HTML Sanitizer API

Experimental: This is an experimental technology
Check the Browser compatibility table carefully before using this in production.

Secure context: This feature is available only in secure contexts (HTTPS), in some or all supporting browsers.

Warning: This documentation reflects stale browser implementations. The specification has changed significantly since the docs were written, and they will need to be updated once browser implementations catch up.

The HTML Sanitizer API allow developers to take untrusted strings of HTML and Document or DocumentFragment objects, and sanitize them for safe insertion into a document's DOM.

Concepts and usage

Web applications often need to work with untrusted HTML on the client side, for example, as part of a client-side templating solution or for rendering user generated content, or when including data in a frame from another site. The Sanitizer API allows for rendering of this potentially untrusted HTML in a safe manner.

To access the API you would use the Sanitizer() constructor to create and configure a Sanitizer instance. The configuration options parameter allows you to specify the allowed and dis-allowed elements and attributes, and to enable custom elements and comments.

The most common use-case - preventing XSS - is handled by the default configuration. Creating a Sanitizer() with a custom configuration is necessary only to handle additional, application-specific use cases.
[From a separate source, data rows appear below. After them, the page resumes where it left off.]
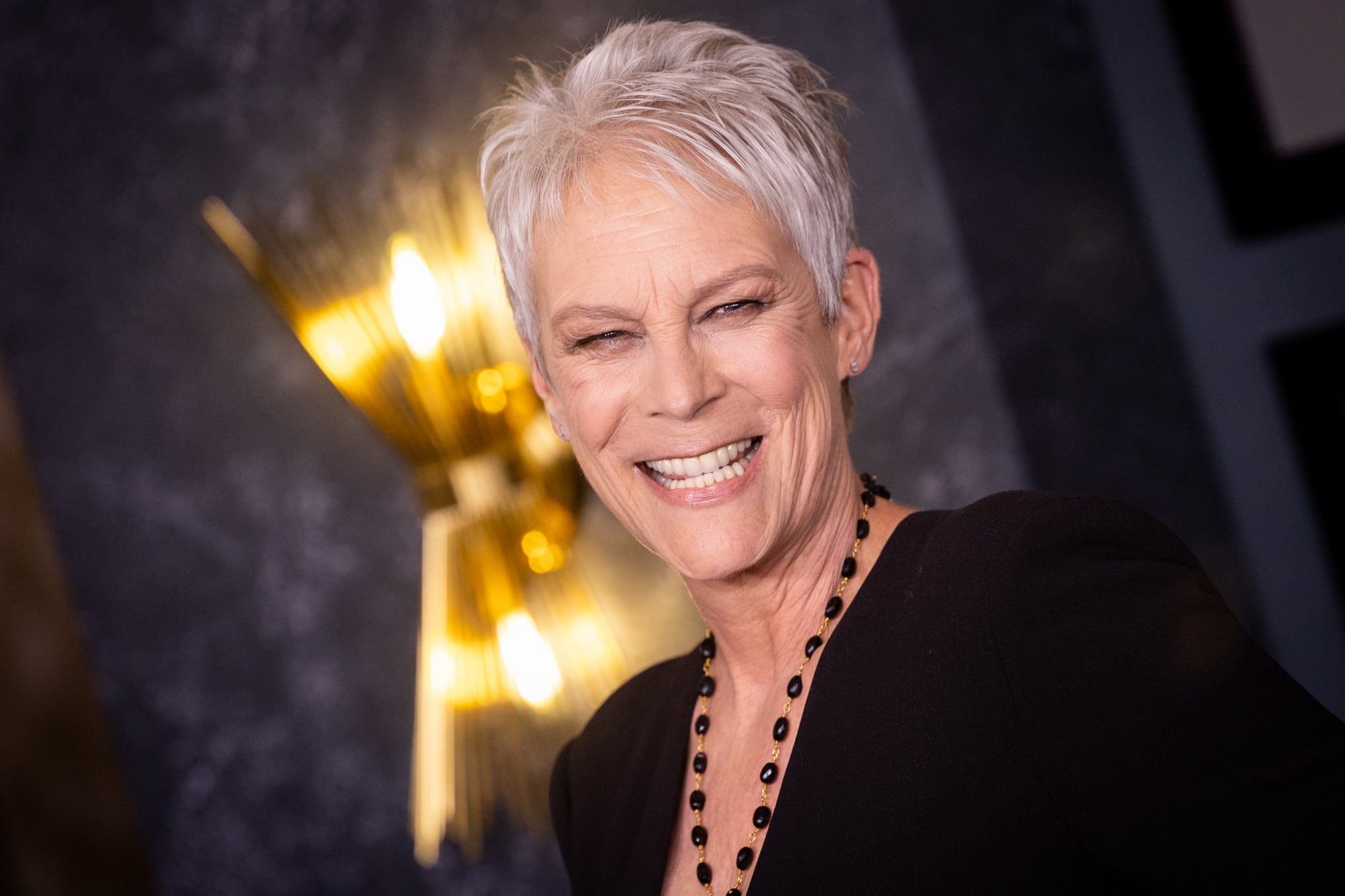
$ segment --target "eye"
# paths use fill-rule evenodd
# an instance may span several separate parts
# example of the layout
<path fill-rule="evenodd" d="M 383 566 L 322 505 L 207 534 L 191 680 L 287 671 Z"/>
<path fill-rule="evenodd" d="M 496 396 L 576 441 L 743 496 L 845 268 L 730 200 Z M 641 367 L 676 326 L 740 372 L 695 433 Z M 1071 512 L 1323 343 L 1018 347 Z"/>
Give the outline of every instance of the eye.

The API has two main methods for sanitizing data:

  1. Element.setHTML() parses and sanitizes a string of HTML and immediately inserts it into the DOM as a child of the current element. This is essentially a "safe" version of Element.innerHTML, and should be used instead of innerHTML when inserting untrusted data.
  2. Sanitizer.sanitize() sanitizes data that is in a Document or DocumentFragment. It might be used, for example, to sanitize a Document instance in a frame.

Parsing and sanitizing strings

The result of parsing a string of HTML depends on the context/the element into which it is inserted.
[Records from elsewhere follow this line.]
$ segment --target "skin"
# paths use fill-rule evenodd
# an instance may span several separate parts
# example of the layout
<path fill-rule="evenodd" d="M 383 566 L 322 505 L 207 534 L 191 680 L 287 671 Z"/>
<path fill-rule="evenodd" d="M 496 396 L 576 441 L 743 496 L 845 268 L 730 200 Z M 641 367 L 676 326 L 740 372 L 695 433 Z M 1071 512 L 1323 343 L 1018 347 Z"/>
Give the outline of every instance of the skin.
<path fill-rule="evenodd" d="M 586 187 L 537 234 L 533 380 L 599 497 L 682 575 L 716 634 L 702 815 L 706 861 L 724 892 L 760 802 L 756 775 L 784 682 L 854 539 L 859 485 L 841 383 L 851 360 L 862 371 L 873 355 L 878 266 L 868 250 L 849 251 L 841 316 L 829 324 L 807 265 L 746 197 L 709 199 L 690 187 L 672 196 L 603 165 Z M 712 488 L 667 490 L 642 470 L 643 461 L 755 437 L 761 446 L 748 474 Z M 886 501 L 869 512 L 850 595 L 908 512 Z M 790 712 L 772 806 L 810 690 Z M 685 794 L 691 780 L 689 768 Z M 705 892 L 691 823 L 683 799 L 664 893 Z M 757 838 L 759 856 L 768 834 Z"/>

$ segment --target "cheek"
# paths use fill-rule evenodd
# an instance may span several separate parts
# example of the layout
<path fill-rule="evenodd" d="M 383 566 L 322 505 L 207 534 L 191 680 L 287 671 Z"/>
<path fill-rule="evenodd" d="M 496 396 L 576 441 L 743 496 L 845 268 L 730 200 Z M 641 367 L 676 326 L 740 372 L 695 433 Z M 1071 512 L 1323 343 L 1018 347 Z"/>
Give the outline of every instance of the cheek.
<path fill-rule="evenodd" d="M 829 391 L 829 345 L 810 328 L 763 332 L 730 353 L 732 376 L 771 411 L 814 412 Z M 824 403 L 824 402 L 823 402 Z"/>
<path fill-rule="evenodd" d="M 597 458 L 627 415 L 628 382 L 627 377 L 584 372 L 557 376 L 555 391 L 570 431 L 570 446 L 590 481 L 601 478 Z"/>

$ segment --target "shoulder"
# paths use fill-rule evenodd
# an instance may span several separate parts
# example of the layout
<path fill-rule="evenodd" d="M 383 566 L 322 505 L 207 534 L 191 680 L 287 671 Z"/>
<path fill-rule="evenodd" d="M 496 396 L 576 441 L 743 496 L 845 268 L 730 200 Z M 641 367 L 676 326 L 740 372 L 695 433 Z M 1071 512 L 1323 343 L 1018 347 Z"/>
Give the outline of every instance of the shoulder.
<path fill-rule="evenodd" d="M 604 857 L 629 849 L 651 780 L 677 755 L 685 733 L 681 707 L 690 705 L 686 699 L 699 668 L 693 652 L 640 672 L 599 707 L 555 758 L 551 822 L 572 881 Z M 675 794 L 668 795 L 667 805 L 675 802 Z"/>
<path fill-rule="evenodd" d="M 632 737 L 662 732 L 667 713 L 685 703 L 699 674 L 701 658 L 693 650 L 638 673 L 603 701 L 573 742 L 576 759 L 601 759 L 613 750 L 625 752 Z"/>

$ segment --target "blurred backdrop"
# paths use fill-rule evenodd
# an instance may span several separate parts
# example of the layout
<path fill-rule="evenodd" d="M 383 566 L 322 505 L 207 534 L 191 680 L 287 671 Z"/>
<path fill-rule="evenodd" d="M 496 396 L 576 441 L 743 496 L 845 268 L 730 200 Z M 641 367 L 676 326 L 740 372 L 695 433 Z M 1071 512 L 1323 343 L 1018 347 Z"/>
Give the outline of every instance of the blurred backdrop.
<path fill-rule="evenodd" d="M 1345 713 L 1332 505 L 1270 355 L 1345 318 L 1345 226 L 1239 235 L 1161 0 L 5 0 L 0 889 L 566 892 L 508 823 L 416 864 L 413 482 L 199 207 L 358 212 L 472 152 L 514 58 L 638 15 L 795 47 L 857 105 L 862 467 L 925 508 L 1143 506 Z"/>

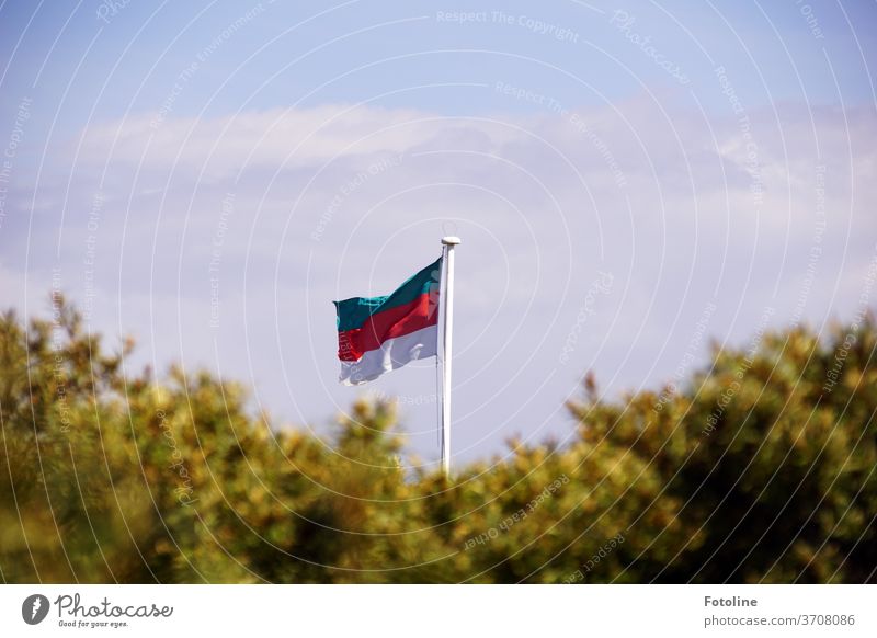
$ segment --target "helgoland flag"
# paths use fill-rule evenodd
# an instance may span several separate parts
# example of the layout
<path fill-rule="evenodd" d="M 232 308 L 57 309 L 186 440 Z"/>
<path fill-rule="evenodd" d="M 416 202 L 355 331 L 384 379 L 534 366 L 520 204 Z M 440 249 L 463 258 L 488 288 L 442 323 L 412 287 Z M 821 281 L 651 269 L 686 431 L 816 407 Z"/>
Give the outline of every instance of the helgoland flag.
<path fill-rule="evenodd" d="M 441 258 L 386 297 L 334 301 L 339 380 L 357 386 L 438 350 Z"/>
For example, an HTML string containing <td> elements is valid if inserted under a <table> elements, but will be dropped if inserted in a <div> element. Similarly, an <em> element is a valid node in a <div> but the tag will be escaped if used in a <textarea>:

html
<!-- "<em>bla</em>" inserted into <div> -->
<div><em>bla</em></div>

<!-- "<em>bla</em>" inserted into <textarea> -->
<textarea>&lt;em&gt;bla</textarea>

The target element must therefore be known when the parser is run and the resulting subtree must be inserted into that same type of element in the DOM, or the result will be incorrect. This consideration does not matter for Element.setHTML() as it is called on a particular element and the context is therefore implicit.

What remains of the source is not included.